I disagree. A keyboard enforces a clarity and precision of information that does not naturally arise from our internal thought processes. I'm sure many people here have thought they understood something until they tried to write it down in precise language. It's the same sort of reason we use a rigid symbolic language for mathematics and programming rather than natural language with all its inherent ambiguities.
5 years ago, almost everyone in this forum would have said that something like GPT-5 "is probably further out than the lifespan of anyone commenting here."
It has been more than 5 years since the release of GPT-3.
GPT-5 is a marginal, incremental improvement over GPT-4. GPT-4 was a moderate, but not groundbreaking, improvement over GPT-3. So, "something like GPT-5" has existed for longer than the timeline you gave.
Let's pretend the above is false for a moment though, and rewind even further. I still think you're wrong. Would people in 2015 have said "AI that can code at the level of a CS college grad is a lifespan away"? I don't think so, no. I think they would have said "That's at least a decade away", anytime pre-2018. Which, sure, maybe they were a couple years off, but if it seemed like that was a decade away in 2015, well, it's been a decade since 2015.
it really just needs to let me create text faster/better than typing does, i'm not sure it needs to be voice based at all. maybe we "imagine" typing on a keyboard or move a fantom appendage or god knows what
AI is more like a compiler. Much like we used to write in C or python which compiles down to machine code for the computer, we can now write in plain English, which is ultimately compiled down to machine code.
Non-determinism is a red herring, and the token layer is a wrong abstraction to use for this, as determinism is completely orthogonal to correctness. The model can express the same thing in different ways while still being consistently correct or consistently incorrect for the vague input you give it, because nothing prevents it from setting 100% probability to the only correct output for this particular input. Internally, the model works with ideas, not tokens, and it learns the mapping of ideas to ideas, not tokens to tokens (that's why e.g. base64 is just essentially another language it can easily work with, for example).
That's irrelevant semantics, as terms like ideas, thinking, knowledge etc. are ill-defined. Sure, you can call it points in the hidden state space if you want, no problem.
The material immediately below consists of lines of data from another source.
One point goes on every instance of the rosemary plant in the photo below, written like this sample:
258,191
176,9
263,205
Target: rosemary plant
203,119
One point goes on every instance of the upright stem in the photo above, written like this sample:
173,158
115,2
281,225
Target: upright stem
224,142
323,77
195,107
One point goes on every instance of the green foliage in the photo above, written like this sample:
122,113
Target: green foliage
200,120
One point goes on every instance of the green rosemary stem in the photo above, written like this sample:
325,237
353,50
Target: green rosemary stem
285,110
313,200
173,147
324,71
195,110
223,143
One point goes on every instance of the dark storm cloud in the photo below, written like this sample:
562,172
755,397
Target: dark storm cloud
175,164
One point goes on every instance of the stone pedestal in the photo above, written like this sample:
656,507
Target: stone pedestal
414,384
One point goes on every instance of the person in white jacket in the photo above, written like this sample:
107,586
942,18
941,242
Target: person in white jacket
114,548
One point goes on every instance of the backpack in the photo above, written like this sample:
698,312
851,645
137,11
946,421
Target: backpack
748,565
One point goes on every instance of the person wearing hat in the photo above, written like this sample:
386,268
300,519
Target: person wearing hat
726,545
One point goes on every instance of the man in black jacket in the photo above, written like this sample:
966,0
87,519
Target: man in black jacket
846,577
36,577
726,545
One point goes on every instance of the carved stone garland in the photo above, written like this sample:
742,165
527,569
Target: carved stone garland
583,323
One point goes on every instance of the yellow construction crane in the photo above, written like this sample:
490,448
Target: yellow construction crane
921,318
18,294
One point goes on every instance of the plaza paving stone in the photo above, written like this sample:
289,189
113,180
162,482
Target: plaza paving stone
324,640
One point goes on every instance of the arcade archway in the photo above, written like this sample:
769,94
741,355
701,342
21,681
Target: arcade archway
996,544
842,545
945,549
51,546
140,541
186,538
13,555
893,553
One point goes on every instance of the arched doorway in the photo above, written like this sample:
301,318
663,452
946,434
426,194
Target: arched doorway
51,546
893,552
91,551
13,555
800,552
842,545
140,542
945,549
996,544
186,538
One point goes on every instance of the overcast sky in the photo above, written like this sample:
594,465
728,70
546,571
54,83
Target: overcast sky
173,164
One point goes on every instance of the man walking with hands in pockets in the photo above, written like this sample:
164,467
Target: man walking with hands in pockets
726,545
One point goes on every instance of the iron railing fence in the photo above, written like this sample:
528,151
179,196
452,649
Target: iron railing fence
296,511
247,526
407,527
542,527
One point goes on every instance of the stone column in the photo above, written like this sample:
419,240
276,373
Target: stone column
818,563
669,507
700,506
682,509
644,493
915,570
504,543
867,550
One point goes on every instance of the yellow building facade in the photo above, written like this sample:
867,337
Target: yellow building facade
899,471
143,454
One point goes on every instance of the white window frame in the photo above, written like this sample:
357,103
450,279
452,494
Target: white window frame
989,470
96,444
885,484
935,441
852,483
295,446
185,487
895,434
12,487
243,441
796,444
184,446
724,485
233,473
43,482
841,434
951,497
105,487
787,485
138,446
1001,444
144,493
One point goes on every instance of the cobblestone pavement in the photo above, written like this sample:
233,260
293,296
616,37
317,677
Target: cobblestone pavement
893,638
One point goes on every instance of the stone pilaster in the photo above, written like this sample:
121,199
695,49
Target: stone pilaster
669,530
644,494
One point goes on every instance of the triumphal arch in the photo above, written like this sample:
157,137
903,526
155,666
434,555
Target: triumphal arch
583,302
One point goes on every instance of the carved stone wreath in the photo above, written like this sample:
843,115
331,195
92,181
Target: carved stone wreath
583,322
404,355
Fact is, the correctness is different from determinism, and the forest of what's happening inside doesn't come down to the trees of most likely tokens, which is well supported by research and very basic intuition if you ever tinkered with LLMs - they can easily express the same thing in a different manner if you tweak the autoregressive transport a bit by modifying its output distribution or ban some tokens.
There are a few models of what's happening inside that hold different predictive power, just like how physics has different formalisms for e.g. classical mechanics. You can probably use the same models for biological systems and entire organizations, collectives, and processes that exhibit learning/prediction/compression on a certain scale, regardless of the underlying architecture.
That is an artifact of implementation. You can absolutely implement it using strict FP. But even if not, any given implementation will still do things in a specific order which can be documented. And then if you're running quantized (including KV cache), there's a lot less floating point involved.
LLMs are nothing like compilers. This sort of analogy based verbal reasoning is flimsy, and I understand why it correlates with projecting intelligence onto LLM output.
Instead of writing code with exacting parameters, future developers will write human-language descriptions for AI to interpret and convert into a machine representation of the intent. Certainly revolutionary, but not true AGI in the sense of the machine having truly independent agency and consciousness.
In ten years, I expect the primary interface of desktop workstations, mobile phones, etc will be voice prompts for an AI interface. Keyboards will become a power-user interface and only used for highly technical tasks, similar to the way terminal interfaces are currently used to access lower-level systems.